Für Chef-Organisator Herbert Fritzenwenger ist Italien ein Top-Team für die IKK classic Biathlon World Team Challenge: „Ein tolles und äußerst attraktives Team, das wir hier als erstes benennen können.“ Die deutschen Teams für den Biathlon auf Schalke werden nach den Deutschen Meisterschaften im Herbst von den  Bundestrainern nominiert.
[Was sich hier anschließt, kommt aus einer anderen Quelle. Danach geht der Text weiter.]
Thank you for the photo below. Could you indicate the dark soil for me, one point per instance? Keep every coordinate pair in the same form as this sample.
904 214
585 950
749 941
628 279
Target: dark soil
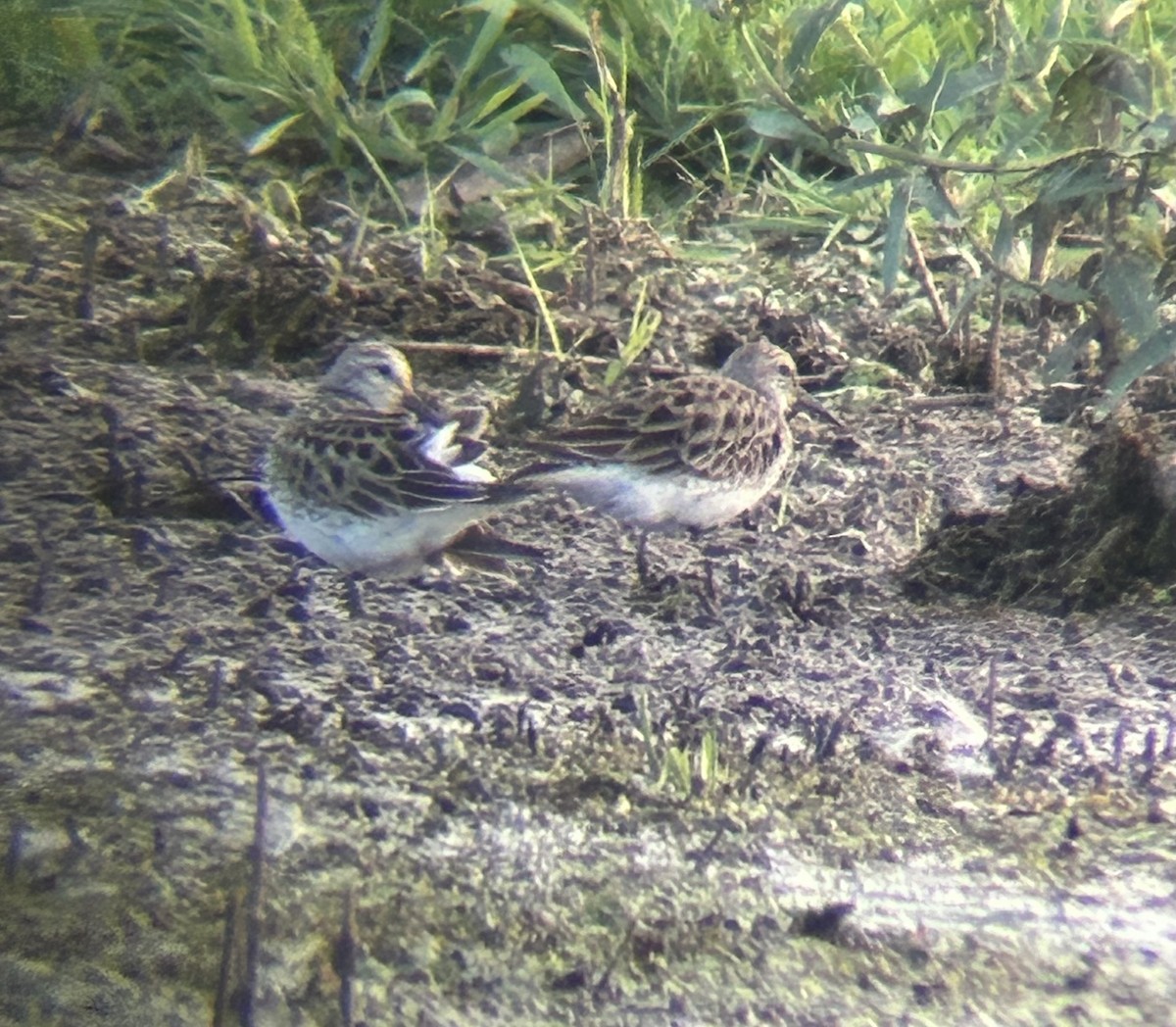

Dorothea Wierer wurde als das dritte von fünf Kindern in Bruneck, Südtirol geboren. Sie besuchte die Sportoberschule in Mals, absolvierte dort im Jahr 2009 ihr Abitur und arbeitet seitdem für die italienische Finanzwache, eine auf Wirtschaftskriminalität spezialisierte Gruppe der Polizei. Schon im Alter von 10 Jahren begann die Südtirolerin mit dem Biathlonsport und rückte 2006 in den italienischen Nationalkader auf. 2009 gelang Dorothea Wierer dann der Sprung in den Leistungsbereich und den Weltcup. Seitdem steigert sie ihre Leistungen Jahr für Jahr.

„Aufgeber gewinnen nie, Gewinner geben nie auf!“ – das ist für den Italiener nicht nur sein sportliches Motto, sondern auch seine Lebenseinstellung. Einer seiner größten Erfolge bisher war der Gewinn der Bronzemedaille in der Staffel bei den Junioren-Weltmeisterschaften 2008. Dieses Ergebnis ebnete ihm den Weg in den Nationalkader und den Sprung in den Profi-Zirkus. Seit 2011 gehört der 27-Jährige zum italienischen Weltcup-Team. Seinen ersten Weltcupsieg in einem Einzelrennen gewann Windisch im Massenstart in der Saison 2015/16 im kanadischen Canmore.